Non ho capito la risposta, ma mi preme scoprire subito un'altra cosa.
«Ma è così dappertutto? Tutto il vecchio mondo è tornato a galla in disordine o rotto?»
«No. Per quel che abbiamo scoperto con l'uso dei droni, questa è l'unica Risacca. L'altra metà del mondo è ancora sommersa» s'incupisce.
Accidenti, penso, se questa è solo una parte di Europa, mancano all'appello davvero moltissimi tasselli del vecchio mondo. Davvero una cosa triste. Ma è bellissimo sapere che col tempo il mare ci abbia restituito parte del nostro vecchio mondo.
Subito Natan spegne il mio entusiasmo con una notizia disarmante: «Quello che stavo cercando di spiegarti a proposito del ponte, è che qui il problema sono le acque che tornano a cicli. La marea si alza e si abbassa, si ritira e poi torna. E questi luoghi non sono accessibili tutto l'anno. Per questo li perlustriamo e prendiamo più cose possibile perché, quando tornano sott'acqua, poi non è detto che nella stagione successiva riemergeranno, o che saranno ancora intatte. Molti oggetti vengono mangiati dal velluto verde.»
«Cos'è il velluto verde?»
«Una roba strana che attacca le cose che restano a lungo nelle profondità marine, ha anche un nome, ma non lo ricordo. Io mi occupo della parte storica, altri vadisiani studiano le profondità marine. Ognuno di noi ha un compito, qui.»
«Perciò anche l'Anfiteatro Flavio, il posto in cui ci siamo incontrati, è emerso ed è quello autentico?»
«Già. Pensa che è stato il primo monumento ad essere riemerso, ed è talmente imponente che non sono riusciti a nasconderlo all'opinione pubblica, così hanno fatto credere si tratti di una simulazione. Nessuno si è mai preso la briga di avvicinarsi all'area, i controllori laggiù sono molto aggressivi, e ci hanno creduto tutti. In quella zona l'acqua che si è ritirata non è più tornata.»
«E per quanto tempo all'anno questi luoghi, invece, restano sommersi?»
«Bella domanda. Non so il numero esatto di giorni. Credo una buona parte dell'anno. Sei stata fortunata, Selina, in questa stagione puoi vederli. Ma a giorni, in una strana quanto tempestiva concomitanza col Middle Ground, l'acqua ricomincerà a salire. E qui sarà tutto inondato. Pensa, il mondo torna sommerso ogni anno nello stesso periodo in cui giustiziamo le persone. Non trovi che sia una coincidenza quantomeno inquietante?»

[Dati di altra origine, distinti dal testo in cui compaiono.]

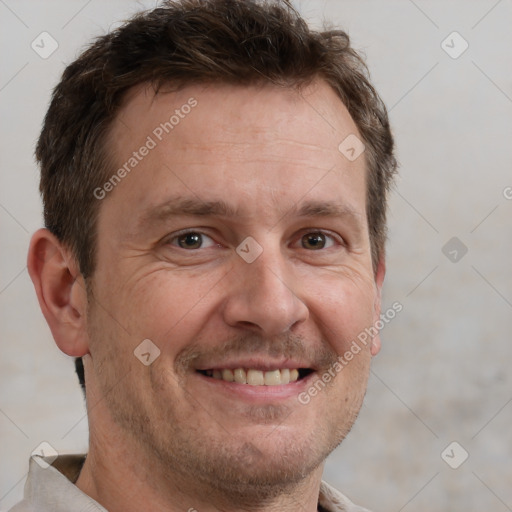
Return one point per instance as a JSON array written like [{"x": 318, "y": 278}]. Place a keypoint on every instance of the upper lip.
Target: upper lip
[{"x": 255, "y": 363}]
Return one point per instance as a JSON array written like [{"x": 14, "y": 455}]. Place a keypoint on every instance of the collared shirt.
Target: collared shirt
[{"x": 50, "y": 488}]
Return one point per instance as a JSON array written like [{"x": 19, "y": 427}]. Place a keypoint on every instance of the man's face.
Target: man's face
[{"x": 174, "y": 266}]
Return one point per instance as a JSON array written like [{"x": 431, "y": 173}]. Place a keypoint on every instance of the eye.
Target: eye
[
  {"x": 316, "y": 240},
  {"x": 192, "y": 240}
]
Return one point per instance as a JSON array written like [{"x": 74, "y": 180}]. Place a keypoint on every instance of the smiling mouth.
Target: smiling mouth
[{"x": 253, "y": 377}]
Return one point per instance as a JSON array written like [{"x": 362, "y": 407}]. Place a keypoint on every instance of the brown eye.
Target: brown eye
[
  {"x": 190, "y": 241},
  {"x": 314, "y": 241}
]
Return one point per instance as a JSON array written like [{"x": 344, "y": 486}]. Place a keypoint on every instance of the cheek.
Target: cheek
[
  {"x": 346, "y": 313},
  {"x": 166, "y": 305}
]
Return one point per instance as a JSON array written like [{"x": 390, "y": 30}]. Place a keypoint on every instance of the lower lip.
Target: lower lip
[{"x": 258, "y": 393}]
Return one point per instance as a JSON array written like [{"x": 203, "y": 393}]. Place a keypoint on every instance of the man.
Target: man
[{"x": 214, "y": 178}]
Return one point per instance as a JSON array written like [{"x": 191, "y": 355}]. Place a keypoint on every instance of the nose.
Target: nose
[{"x": 262, "y": 297}]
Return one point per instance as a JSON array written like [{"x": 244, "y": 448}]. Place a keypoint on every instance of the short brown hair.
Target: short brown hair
[{"x": 185, "y": 42}]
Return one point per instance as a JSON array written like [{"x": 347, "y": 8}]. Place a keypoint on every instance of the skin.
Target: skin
[{"x": 164, "y": 436}]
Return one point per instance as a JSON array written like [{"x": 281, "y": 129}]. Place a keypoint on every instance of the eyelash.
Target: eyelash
[{"x": 335, "y": 239}]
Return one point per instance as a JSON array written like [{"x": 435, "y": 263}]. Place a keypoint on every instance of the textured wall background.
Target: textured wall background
[{"x": 444, "y": 374}]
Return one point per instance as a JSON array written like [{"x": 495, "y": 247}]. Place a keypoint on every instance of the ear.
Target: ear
[
  {"x": 379, "y": 280},
  {"x": 61, "y": 292}
]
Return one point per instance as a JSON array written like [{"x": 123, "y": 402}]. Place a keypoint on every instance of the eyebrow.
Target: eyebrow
[
  {"x": 195, "y": 207},
  {"x": 186, "y": 206}
]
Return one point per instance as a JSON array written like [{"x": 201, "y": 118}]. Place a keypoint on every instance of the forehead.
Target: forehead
[{"x": 262, "y": 147}]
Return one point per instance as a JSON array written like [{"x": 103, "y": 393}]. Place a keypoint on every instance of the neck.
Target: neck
[
  {"x": 120, "y": 475},
  {"x": 123, "y": 482}
]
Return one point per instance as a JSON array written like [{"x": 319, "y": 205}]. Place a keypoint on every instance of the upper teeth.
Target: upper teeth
[{"x": 256, "y": 377}]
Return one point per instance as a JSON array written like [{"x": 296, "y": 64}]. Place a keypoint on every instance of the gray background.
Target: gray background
[{"x": 443, "y": 374}]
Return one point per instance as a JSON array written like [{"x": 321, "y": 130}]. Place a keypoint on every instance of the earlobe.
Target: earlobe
[
  {"x": 379, "y": 280},
  {"x": 60, "y": 290}
]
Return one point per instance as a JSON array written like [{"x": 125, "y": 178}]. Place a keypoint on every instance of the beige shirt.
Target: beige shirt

Abbasso il viso e trattengo il fiato. Inquietante è dire poco.
«E se non fosse una coincidenza ma una scelta mirata?» mormoro.
Sorride. «Come potrebbe l'uomo decidere apposta l'alta marea?»
«Non decide l'alta marea. Fa solo in modo che la data del Middle Ground coincida.»
«Perché dovrebbe farlo?» alza le spalle.
Già, che senso avrebbe.
Con due colpetti di staffa, Natan manda al trotto più veloce il cavallo. «Andiamo. Le sorprese non sono finite.»